Toshiba Australia's research and development centre, located in the North West Sydney suburb of North Ryde, houses some 40 software engineers who develop the company's colour management software, which goes into every printer and copier Toshiba sells worldwide.
The same software is also on-sold to other device manufacturers, including Panasonic.
Research and development division general manager Martin Corr said the group is now beginning to branch out into scanning software and device driver development.
"It's cheaper to do development here than the US, Europe and even Japan," Corr said.
Corr said development is cheaper in India and China but when productivity and quality are factored into the overall cost, the local centre comes out "about even".

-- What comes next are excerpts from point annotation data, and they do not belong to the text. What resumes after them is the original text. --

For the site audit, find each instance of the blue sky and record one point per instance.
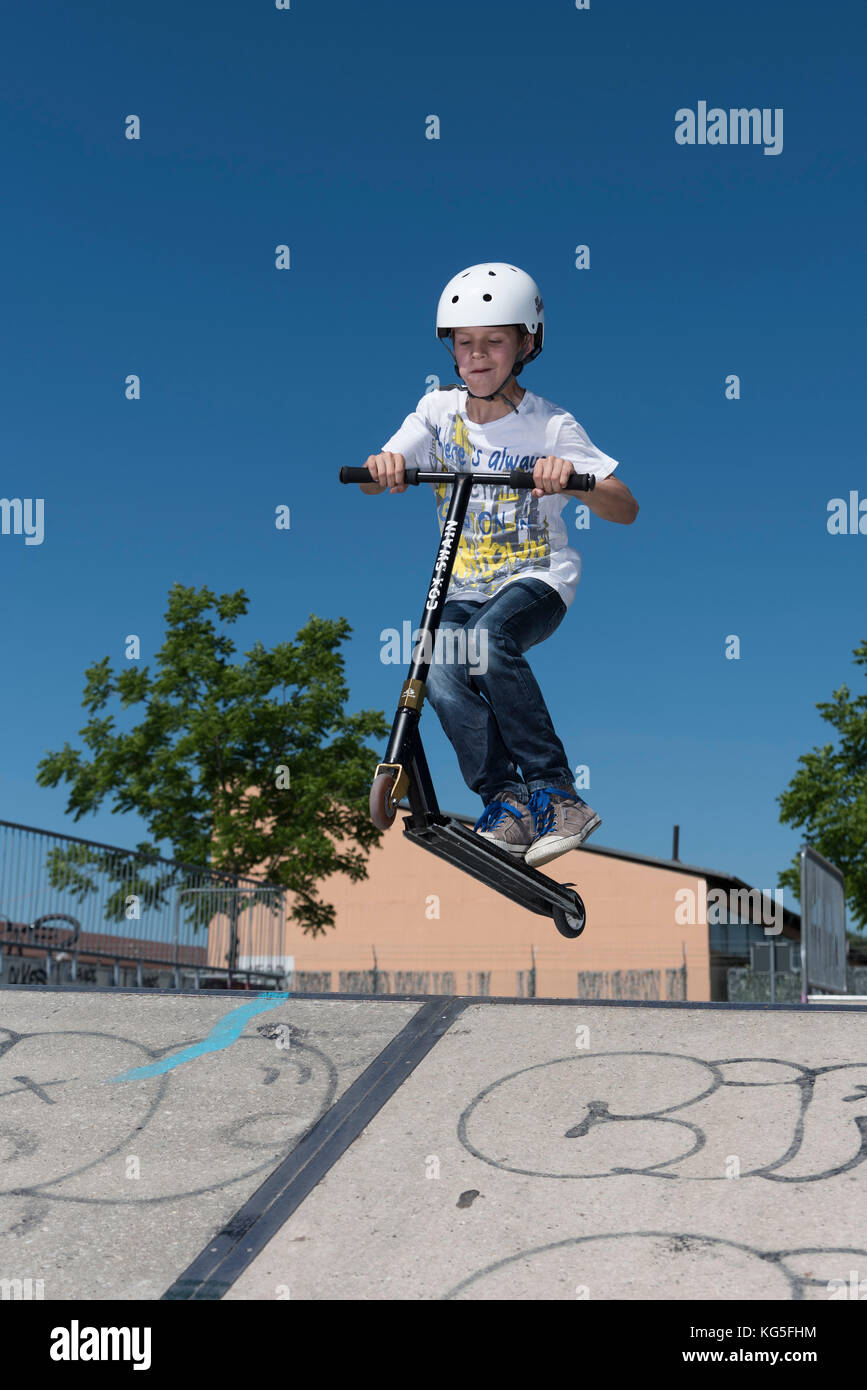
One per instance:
(306, 127)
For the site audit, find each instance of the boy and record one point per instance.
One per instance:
(514, 574)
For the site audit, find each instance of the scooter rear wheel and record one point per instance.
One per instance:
(381, 806)
(567, 923)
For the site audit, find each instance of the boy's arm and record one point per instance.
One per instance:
(610, 499)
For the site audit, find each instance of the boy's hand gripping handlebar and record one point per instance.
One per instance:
(516, 478)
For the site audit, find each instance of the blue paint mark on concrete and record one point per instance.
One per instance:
(225, 1030)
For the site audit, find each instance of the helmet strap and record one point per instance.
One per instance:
(499, 391)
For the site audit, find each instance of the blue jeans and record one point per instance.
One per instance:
(496, 719)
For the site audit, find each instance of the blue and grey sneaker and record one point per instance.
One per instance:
(506, 824)
(562, 822)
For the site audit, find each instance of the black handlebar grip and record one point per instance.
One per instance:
(356, 476)
(577, 481)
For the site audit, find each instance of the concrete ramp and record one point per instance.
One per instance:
(263, 1146)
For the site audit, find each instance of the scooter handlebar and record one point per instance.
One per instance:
(516, 478)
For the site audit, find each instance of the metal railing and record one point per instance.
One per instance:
(71, 901)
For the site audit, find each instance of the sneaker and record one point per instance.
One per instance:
(506, 824)
(562, 820)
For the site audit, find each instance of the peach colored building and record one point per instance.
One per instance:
(418, 926)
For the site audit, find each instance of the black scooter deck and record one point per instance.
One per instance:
(452, 841)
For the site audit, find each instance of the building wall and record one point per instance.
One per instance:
(430, 929)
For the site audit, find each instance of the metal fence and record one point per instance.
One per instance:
(78, 912)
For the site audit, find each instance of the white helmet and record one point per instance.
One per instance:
(484, 296)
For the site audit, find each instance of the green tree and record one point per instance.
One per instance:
(202, 767)
(828, 797)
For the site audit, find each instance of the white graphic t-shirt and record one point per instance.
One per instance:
(507, 533)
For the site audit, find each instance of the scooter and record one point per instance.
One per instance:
(405, 769)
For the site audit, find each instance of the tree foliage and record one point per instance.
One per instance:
(828, 797)
(203, 765)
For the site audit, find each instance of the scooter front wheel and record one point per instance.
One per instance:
(570, 923)
(381, 806)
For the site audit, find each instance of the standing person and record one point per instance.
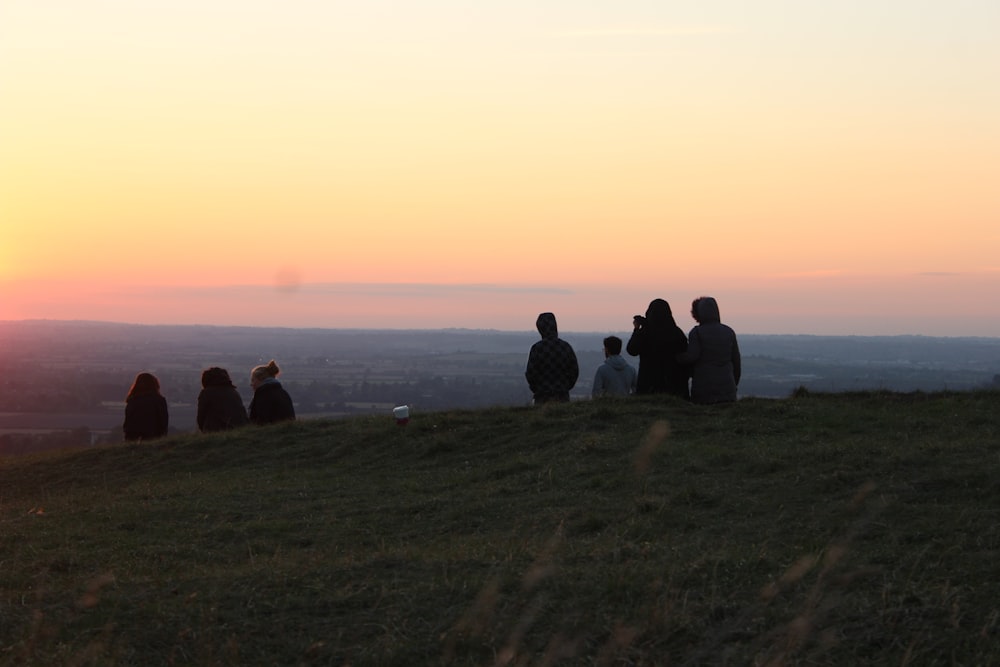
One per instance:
(657, 340)
(615, 377)
(270, 402)
(220, 406)
(552, 367)
(146, 414)
(713, 353)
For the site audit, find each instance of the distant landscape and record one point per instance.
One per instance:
(63, 383)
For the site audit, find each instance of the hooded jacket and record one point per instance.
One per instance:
(714, 354)
(220, 408)
(552, 368)
(657, 343)
(146, 417)
(615, 377)
(270, 404)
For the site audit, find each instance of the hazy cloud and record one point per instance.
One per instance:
(669, 31)
(377, 289)
(817, 273)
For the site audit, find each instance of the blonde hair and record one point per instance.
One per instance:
(264, 372)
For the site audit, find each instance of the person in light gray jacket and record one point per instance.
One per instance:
(713, 353)
(615, 377)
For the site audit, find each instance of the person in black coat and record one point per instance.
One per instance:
(552, 368)
(146, 415)
(220, 406)
(270, 402)
(657, 340)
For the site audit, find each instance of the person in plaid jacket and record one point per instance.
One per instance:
(552, 366)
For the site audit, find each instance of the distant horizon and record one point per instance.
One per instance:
(446, 329)
(819, 168)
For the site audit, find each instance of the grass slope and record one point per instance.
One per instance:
(821, 529)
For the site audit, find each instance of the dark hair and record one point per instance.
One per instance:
(613, 344)
(144, 383)
(216, 377)
(264, 372)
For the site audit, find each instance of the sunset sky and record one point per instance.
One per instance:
(818, 167)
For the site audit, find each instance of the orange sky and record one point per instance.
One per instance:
(310, 164)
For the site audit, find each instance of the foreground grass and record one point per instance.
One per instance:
(824, 529)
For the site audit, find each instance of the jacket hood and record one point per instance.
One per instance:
(546, 325)
(706, 310)
(659, 311)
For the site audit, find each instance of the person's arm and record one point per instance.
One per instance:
(531, 370)
(737, 362)
(694, 348)
(598, 389)
(162, 417)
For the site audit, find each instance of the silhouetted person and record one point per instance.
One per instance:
(615, 377)
(270, 402)
(714, 355)
(220, 406)
(146, 415)
(552, 367)
(657, 340)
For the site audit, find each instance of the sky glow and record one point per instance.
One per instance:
(819, 168)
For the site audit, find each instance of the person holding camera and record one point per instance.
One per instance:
(657, 341)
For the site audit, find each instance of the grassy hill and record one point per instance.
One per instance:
(820, 529)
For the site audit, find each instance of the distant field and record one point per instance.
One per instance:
(825, 529)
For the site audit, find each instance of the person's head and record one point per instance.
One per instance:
(546, 325)
(612, 346)
(216, 377)
(705, 310)
(261, 374)
(144, 383)
(658, 309)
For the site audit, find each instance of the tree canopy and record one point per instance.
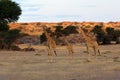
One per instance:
(9, 11)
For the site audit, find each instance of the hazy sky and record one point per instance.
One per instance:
(69, 10)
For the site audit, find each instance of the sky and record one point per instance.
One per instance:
(69, 10)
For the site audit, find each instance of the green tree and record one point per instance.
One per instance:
(9, 12)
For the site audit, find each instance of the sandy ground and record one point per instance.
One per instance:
(15, 65)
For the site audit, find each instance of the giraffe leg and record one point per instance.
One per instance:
(55, 52)
(89, 56)
(99, 52)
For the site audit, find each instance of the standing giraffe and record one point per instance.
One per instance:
(51, 44)
(90, 41)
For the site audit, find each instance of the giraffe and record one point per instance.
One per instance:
(90, 41)
(51, 44)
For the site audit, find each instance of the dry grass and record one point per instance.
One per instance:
(35, 66)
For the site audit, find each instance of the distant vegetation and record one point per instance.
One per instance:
(9, 12)
(103, 36)
(107, 35)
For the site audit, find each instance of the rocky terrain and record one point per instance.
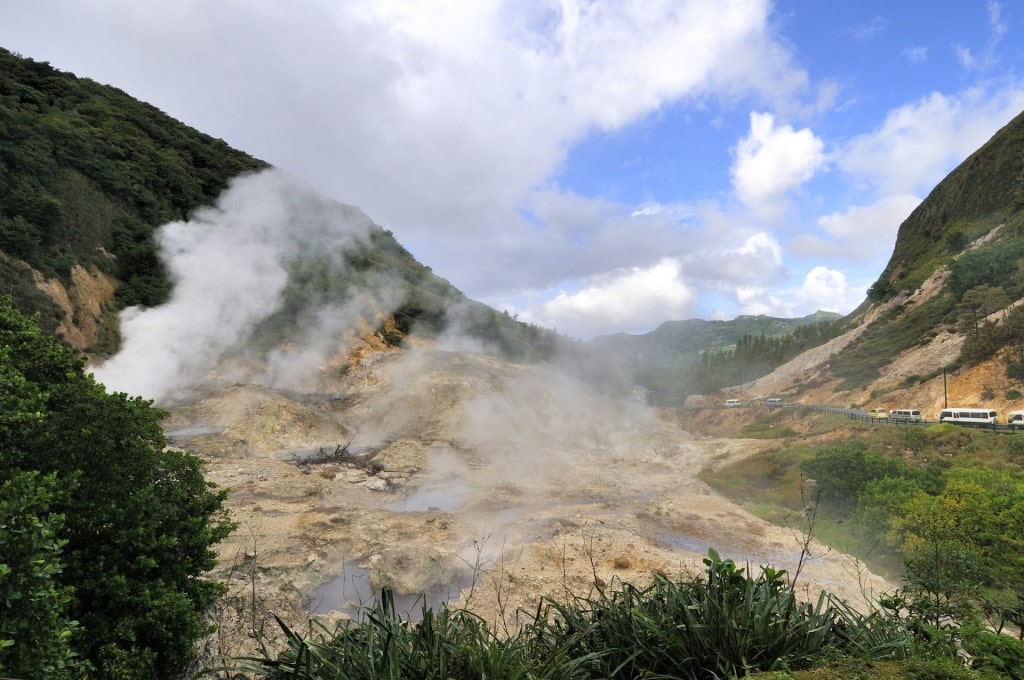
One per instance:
(468, 479)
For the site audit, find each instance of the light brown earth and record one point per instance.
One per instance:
(470, 479)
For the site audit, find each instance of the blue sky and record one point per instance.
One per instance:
(591, 166)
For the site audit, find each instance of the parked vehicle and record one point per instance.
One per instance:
(906, 416)
(974, 417)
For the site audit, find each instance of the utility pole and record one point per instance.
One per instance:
(945, 398)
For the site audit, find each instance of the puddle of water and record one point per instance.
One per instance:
(352, 593)
(443, 498)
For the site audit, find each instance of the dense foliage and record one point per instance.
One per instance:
(723, 623)
(983, 192)
(754, 356)
(105, 534)
(87, 173)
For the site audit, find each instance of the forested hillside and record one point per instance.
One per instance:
(697, 356)
(88, 173)
(967, 241)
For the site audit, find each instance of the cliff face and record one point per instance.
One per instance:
(88, 320)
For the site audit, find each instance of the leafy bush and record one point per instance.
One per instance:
(725, 623)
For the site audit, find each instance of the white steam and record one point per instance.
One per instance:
(228, 266)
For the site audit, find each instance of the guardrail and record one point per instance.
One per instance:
(855, 414)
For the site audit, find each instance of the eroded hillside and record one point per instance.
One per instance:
(468, 478)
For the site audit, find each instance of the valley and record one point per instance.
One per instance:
(469, 479)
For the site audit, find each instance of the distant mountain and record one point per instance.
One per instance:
(681, 342)
(88, 173)
(944, 322)
(683, 357)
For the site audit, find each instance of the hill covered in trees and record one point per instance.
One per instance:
(87, 176)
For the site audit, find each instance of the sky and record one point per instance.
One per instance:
(595, 166)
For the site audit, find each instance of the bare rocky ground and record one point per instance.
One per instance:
(468, 479)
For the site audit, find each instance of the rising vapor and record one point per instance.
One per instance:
(229, 267)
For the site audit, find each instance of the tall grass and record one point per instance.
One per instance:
(723, 623)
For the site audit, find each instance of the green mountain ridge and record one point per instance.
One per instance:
(87, 174)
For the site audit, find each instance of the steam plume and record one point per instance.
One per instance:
(229, 266)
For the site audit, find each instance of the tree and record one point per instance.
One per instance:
(36, 630)
(139, 520)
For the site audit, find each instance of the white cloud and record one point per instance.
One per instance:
(771, 161)
(870, 29)
(757, 260)
(915, 54)
(825, 290)
(859, 234)
(915, 144)
(633, 299)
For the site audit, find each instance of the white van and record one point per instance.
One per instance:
(906, 416)
(976, 417)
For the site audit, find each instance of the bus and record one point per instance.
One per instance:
(975, 417)
(906, 415)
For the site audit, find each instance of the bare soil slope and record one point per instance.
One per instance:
(466, 478)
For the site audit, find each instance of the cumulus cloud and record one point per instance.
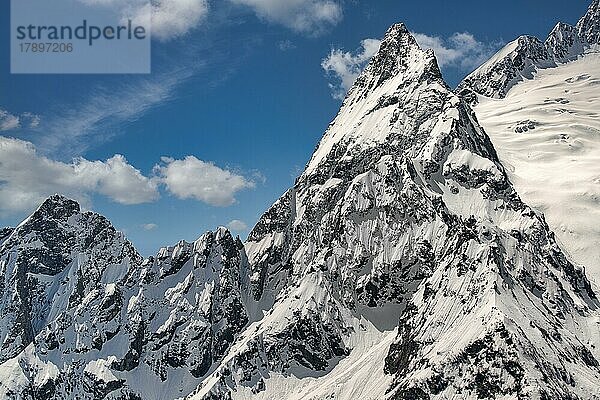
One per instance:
(72, 131)
(461, 49)
(27, 178)
(192, 178)
(345, 66)
(237, 226)
(311, 17)
(168, 19)
(9, 121)
(149, 227)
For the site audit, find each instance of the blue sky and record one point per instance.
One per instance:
(240, 93)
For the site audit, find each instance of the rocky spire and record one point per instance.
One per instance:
(588, 26)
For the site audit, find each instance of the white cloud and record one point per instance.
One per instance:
(346, 66)
(311, 17)
(460, 50)
(27, 178)
(237, 226)
(149, 227)
(71, 131)
(285, 45)
(168, 19)
(201, 180)
(172, 18)
(10, 121)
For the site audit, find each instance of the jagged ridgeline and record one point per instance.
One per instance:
(401, 265)
(521, 58)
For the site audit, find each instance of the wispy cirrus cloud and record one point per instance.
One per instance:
(191, 178)
(460, 50)
(237, 225)
(168, 19)
(310, 17)
(9, 121)
(28, 177)
(100, 116)
(345, 66)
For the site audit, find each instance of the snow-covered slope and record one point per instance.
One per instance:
(404, 225)
(547, 132)
(401, 265)
(522, 58)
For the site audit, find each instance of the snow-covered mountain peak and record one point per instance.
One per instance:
(564, 43)
(589, 25)
(56, 207)
(399, 56)
(516, 61)
(399, 83)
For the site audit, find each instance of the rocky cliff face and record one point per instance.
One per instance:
(405, 211)
(401, 265)
(520, 59)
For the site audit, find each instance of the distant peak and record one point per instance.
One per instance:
(589, 25)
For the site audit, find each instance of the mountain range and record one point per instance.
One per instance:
(410, 260)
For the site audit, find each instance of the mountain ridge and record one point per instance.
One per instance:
(519, 60)
(402, 264)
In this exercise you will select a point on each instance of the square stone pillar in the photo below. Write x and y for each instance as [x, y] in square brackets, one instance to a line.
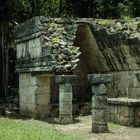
[99, 101]
[65, 97]
[34, 93]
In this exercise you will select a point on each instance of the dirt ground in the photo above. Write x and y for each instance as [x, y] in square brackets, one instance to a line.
[82, 128]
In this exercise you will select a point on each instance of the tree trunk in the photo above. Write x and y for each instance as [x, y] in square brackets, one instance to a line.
[4, 50]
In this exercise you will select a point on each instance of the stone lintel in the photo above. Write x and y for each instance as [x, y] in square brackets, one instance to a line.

The engineers develop with the open source Linux operating system. The software is deployed in Toshiba's multifunction devices, which run the proprietary VxWorks Real-Time operating system from Wind River, also a Linux vendor.
Corr said since all development is done with Linux he would be happy to see it used to run Toshiba's devices but "that's not my decision".
Toshiba has not disclosed its investment in the Sydney R&D centre, but says it's "in the millions" compared with a global R&D spend of billions.
With Toshiba's multifunction devices running on Power processors, the centre also uses PowerPC-based Apple Macs - including Mac Mini and PowerMac G5 machines - for development and testing. Corr said Toshiba is unlikely to follow Apple and move its devices from the Power architecture to Intel "for various reasons".
The R&D centre also develops software to ensure printing from enterprise applications like Oracle and SAP works with its devices, and the team has started developing device drivers for Windows Vista.
Internally, Toshiba uses Linux and BSD Unix for file serving and other infrastructure.
When asked how well Toshiba supports Linux on its notebooks, Corr said while it is generally good and the centre uses it internally, market demand means we shouldn't expect Linux to replace Windows anytime soon.